28 Septiembre de 2022 12.21

Para quienes conocen la trayectoria, la capacidad y la pluma del gran profesor, escritor y jurista Ernesto Albán Gómez tal vez resulte una sorpresa saber que solo este jueves 22 de septiembre de 2022 se incorporó como Miembro Correspondiente de la Academia Ecuatoriana de la Lengua. En realidad, debía haber sido hace mucho. Venía retrasado su ingreso, y se demoró más con la pandemia. Como dijo la directora de la AEL, Susana Cordero de Espinosa, fue el propio Ernesto quien, en marzo de 2020, con gran optimismo, puso como condición para realizar la ceremonia que esta fuese presencial cuando volviésemos a la vida normal, descartando la incorporación en un acto virtual, en que los asistentes y los académicos se unen desde sus casas por medio de una plataforma electrónica.

Así que, pasados el confinamiento, los meses de angustia, la inoculación, y al cabo de dos años y medio, llegó al fin el día. Y con él un acto de una altura del intelecto y de la lengua como pocos a los que se asiste. Luego de las  palabras de apertura de la directora de la AEL, siempre bien trabajadas y siempre hermosas, Francisco Proaño leyó el amplio currículo de Ernesto, quien fue ministro de Educación, magistrado de la Corte Suprema de Justicia, Secretario Nacional de Información, asambleísta constituyente de 1998, decano de Jurisprudencia de la PUCE,  presidente por largos años del Consejo Superior de la Universidad Andina Simón Bolívar, de la Corporación Editora Nacional y de Ediciones Legales (siendo él cofundador de cada una de estas tres últimas entidades), y tantas otras cosas más. Luego, Diego Araujo, encargado del discurso de bienvenida, hizo un análisis profundo y acertado, como los suyos, de la obra literaria de Albán, cuyas ediciones distan décadas de la actualidad: los libros de cuentos “Salamandras” y “Pandora” y las piezas dramáticas “Jueves”, “El Pasaporte” y “La verdadera historia de Notre Dame”. Ya sabíamos que Ernesto tiene una obra de teatro inédita (“Es peligroso leer a Maquiavelo”), pero nos enteramos por Diego que, además, tiene inédita una novela, y, por su esposa, trece cuentos escritos desde que empezó la pandemia.

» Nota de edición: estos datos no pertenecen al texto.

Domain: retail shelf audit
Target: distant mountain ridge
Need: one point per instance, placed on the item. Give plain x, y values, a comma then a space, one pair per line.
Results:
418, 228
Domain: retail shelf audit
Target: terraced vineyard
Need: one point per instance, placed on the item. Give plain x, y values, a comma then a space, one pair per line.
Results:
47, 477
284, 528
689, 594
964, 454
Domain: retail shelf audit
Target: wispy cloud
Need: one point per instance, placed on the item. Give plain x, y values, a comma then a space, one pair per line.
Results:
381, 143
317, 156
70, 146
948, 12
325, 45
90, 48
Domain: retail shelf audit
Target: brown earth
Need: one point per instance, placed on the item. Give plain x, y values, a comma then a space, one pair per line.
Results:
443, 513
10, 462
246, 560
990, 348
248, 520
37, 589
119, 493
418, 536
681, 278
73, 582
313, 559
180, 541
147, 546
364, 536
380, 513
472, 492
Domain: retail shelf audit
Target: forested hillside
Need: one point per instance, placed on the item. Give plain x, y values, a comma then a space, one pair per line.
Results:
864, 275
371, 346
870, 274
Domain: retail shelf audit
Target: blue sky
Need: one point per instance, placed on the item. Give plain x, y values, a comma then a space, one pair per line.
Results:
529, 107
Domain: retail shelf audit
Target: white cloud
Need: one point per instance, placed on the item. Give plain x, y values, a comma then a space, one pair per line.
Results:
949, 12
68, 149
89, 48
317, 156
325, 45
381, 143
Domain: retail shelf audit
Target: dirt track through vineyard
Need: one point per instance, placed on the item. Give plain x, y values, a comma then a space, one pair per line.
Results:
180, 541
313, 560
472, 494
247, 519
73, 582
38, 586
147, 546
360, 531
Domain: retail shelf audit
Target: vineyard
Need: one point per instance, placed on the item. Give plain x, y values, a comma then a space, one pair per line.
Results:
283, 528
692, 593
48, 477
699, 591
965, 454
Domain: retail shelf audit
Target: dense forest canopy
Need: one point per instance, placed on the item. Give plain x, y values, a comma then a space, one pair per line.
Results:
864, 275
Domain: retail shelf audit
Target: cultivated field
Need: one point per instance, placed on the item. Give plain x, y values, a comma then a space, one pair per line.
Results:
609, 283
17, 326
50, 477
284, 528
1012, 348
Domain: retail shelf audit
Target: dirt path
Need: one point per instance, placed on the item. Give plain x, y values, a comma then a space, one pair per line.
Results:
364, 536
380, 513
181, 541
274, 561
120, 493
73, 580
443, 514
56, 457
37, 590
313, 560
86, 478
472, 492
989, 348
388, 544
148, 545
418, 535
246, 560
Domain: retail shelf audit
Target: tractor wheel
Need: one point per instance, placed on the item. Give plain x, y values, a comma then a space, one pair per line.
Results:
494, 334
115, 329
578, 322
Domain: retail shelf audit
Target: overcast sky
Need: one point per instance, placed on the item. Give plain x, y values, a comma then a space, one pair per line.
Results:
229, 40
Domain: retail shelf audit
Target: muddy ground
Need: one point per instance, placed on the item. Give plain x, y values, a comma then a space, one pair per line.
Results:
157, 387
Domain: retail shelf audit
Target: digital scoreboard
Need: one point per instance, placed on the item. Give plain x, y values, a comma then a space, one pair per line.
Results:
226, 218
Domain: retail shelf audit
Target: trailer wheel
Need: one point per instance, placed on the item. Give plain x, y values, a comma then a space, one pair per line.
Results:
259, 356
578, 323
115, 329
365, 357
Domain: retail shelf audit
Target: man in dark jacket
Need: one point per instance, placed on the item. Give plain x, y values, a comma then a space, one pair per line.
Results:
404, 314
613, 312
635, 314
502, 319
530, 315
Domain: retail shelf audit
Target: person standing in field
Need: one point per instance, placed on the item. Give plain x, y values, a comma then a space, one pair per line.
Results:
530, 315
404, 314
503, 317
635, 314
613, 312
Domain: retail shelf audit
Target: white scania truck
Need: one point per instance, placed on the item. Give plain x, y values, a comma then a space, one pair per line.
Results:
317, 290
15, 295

Y vino entonces el plato fuerte: el discurso de orden preparado por Ernesto para su incorporación. La frágil figura de 85 años que vemos acercarse al podio, sorprende a todos por la clara voz, la estupenda dicción y la apropiada entonación con que lee su trabajo, y uno piensa que no debería sorprenderse tanto porque eso proviene del entrenamiento actoral de Ernesto, que escribió y actuó en obras de teatro (lo hizo en la compañía Teatro Independiente, de Paco Tobar García), pero que, más que nada, esa prestancia le viene de sus genes, pues es fruto de esos estupendos actores, Chabica Gómez y Ernesto Albán Mosquera, sí, aquel que encarnó en las tablas al personaje más querido de la historia del teatro ecuatoriano, Don Evaristo.

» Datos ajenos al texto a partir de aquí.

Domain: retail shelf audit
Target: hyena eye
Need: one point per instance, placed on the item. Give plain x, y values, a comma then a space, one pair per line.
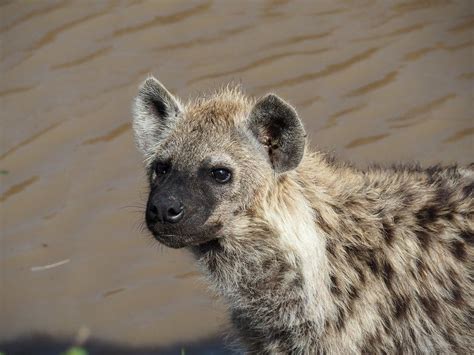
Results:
162, 168
221, 175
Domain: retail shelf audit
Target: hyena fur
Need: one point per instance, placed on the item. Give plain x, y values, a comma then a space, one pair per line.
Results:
312, 256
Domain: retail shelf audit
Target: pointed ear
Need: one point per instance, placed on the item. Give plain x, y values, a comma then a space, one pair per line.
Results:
155, 109
277, 126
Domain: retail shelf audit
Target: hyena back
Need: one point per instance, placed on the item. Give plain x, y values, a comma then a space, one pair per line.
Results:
311, 255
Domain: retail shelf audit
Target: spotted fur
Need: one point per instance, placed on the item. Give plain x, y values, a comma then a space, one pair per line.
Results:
326, 258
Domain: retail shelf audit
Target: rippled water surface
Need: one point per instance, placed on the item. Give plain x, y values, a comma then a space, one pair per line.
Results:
373, 81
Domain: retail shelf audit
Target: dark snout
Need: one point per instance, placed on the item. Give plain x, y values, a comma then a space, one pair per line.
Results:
163, 209
178, 210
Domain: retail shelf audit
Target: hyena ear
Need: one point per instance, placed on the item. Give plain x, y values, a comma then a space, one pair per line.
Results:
277, 126
154, 110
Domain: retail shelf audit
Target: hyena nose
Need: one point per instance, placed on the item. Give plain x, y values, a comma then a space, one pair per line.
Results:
171, 211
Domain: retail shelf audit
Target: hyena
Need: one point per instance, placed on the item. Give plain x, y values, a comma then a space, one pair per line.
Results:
311, 255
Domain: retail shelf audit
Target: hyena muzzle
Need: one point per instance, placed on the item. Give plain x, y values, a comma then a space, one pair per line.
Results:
310, 254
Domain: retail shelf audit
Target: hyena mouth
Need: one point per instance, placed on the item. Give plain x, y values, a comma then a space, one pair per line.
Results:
181, 240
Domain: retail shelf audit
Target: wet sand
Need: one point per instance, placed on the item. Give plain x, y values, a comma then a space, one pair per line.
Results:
373, 82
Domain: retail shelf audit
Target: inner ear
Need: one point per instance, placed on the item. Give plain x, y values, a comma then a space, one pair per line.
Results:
155, 110
277, 127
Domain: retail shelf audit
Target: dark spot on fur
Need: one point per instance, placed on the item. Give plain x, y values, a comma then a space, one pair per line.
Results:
431, 307
421, 267
360, 273
458, 249
401, 305
427, 215
330, 248
387, 325
388, 233
373, 266
341, 319
457, 295
468, 190
387, 274
335, 290
353, 293
468, 237
424, 239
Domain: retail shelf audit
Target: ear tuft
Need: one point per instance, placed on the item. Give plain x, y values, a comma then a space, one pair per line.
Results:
276, 126
154, 111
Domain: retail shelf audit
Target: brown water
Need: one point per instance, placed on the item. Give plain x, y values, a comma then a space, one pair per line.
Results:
372, 81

Pero siendo muy buena, no es la forma externa de entregarnos el discurso lo mejor de la noche, sino el desafío intelectual que se propone Ernesto y al que nos invita a acompañarlo con un texto claro y ameno. Nos cuenta, él mismo, las diferentes opciones que se le ocurrieron para su discurso; cómo descartó tratar de la relación entre derecho y la literatura, sus dos pasiones, porque ya la había abordado antes (¿quién puede olvidar aquellas joyas de artículos que semana tras semana aparecieron sobre este tema en el suplemento “Guía Legal” de El Comercio?). Relató luego, cómo el contagio de la covid-19 le llevó a revisar algunos libros sobre pestes y pandemias y descartarlos sucesivamente (por ejemplo, “El Decamerón” de Bocaccio y “La Peste” de Albert Camus) y cómo se decantó, finalmente, por la obra de Thomas Mann “Muerte en Venecia” (1912).

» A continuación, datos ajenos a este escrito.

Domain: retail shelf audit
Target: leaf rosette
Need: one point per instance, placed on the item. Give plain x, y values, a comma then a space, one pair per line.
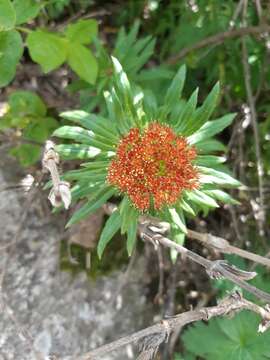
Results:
160, 160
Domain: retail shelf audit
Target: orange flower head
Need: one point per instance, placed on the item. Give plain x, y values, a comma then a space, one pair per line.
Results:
153, 167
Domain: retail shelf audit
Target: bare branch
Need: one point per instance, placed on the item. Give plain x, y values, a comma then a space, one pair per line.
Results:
219, 39
224, 246
154, 334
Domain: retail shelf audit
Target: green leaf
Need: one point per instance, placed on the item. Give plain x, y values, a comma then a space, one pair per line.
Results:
27, 154
210, 145
76, 151
132, 235
26, 10
128, 213
209, 160
224, 338
11, 50
110, 229
200, 198
222, 196
186, 117
92, 205
47, 49
83, 31
178, 219
213, 176
24, 103
211, 128
99, 125
82, 136
174, 92
186, 207
82, 62
205, 111
7, 15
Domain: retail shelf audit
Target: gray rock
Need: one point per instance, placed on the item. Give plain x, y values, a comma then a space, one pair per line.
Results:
48, 310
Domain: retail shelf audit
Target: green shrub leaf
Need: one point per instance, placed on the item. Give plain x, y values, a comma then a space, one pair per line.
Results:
82, 62
47, 49
205, 111
83, 31
174, 92
7, 15
211, 128
11, 50
26, 10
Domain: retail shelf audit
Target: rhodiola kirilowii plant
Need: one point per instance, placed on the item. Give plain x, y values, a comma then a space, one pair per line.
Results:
160, 160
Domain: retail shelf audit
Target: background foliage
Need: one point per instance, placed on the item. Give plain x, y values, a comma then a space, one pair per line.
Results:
74, 40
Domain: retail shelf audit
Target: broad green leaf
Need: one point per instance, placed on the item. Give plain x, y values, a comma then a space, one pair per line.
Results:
24, 103
76, 151
203, 114
49, 50
110, 229
201, 198
11, 50
228, 338
7, 15
186, 117
82, 62
132, 235
92, 205
174, 92
26, 10
209, 160
210, 145
178, 219
211, 128
209, 175
83, 31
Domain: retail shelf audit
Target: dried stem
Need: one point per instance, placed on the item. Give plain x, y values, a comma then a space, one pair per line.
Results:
219, 39
163, 329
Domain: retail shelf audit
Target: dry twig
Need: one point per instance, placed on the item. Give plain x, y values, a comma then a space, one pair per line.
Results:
219, 39
154, 335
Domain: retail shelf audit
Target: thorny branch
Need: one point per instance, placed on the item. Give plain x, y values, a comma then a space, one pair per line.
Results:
154, 335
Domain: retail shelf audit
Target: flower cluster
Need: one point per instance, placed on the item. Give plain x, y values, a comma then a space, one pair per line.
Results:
153, 167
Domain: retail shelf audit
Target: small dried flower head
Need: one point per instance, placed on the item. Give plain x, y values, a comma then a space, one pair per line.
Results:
153, 167
60, 194
27, 182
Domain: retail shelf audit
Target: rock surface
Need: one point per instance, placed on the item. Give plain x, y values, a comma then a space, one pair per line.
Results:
48, 310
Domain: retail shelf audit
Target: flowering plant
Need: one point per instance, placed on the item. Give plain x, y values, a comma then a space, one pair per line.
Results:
159, 160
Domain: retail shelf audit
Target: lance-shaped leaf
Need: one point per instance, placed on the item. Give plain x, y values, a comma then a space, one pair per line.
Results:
110, 229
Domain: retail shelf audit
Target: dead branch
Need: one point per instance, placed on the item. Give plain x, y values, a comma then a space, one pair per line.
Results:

A un estupendo análisis de la obra su trama y su significado, así como de sus dos personajes, Gustav von Aschenbach y Tadzio, siguió una sorpresa: un análisis de la película que sobre el mismo tema hizo Luchino Visconti (1971). Y luego, otra más: una reseña de la ópera de Benjamin Britten sobre esa misma obra (1973). Aquí conviene aclarar que Ernesto Albán Gómez es un grandísimo conocedor de ópera, y una vez (o varias, no lo sé muy bien) se dio el lujo de dar en la Universidad Andina un curso de posgrado analizando los delitos penales que aparecen en las óperas, o en una selección de ellas, todas las cuales presentó en video y explicó a sus estudiantes, para su fruición y provecho.

La diferencia de géneros, de los tres modelos narrativos y artísticos de “Muerte en Venecia” (novela, cine y ópera), de sus giros adaptativos y sus énfasis, llevaron a Albán y él a su auditorio, a reflexionar en las continuidades y rupturas de los relatos y, pasando a un nivel superior de abstracción, a lo que sucede con los grandes relatos que se repiten en sus líneas maestras a lo largo de la historia de la literatura universal. Utilizó varios ejemplos, como, las repeticiones de “La Odisea” de Homero hasta el “Ulises” de James Joyce, pero pronto llegó al Quijote, sobre el que hizo una exposición brillante no solo de los “ensayos de imitación de un libro inimitable” que se han escrito a lo largo de la historia, y no solo el de Juan Montalvo, sino de las pretensiones de quienes quisieron ser autores del Quijote, desde el apócrifo “segundo tomo” de Avellaneda en vida de Cervantes hasta la narración satírica “Pierre Menard, autor del Quijote” de Jorge Luis Borges en la primera mitad del siglo XX, en el que un autor menor escribe no una imitación o copia sino cada letra, cada palabra y cada coma de los capítulos noveno y trigésimo octavo de la primera parte, y un fragmento del capítulo veintidós de la segunda. 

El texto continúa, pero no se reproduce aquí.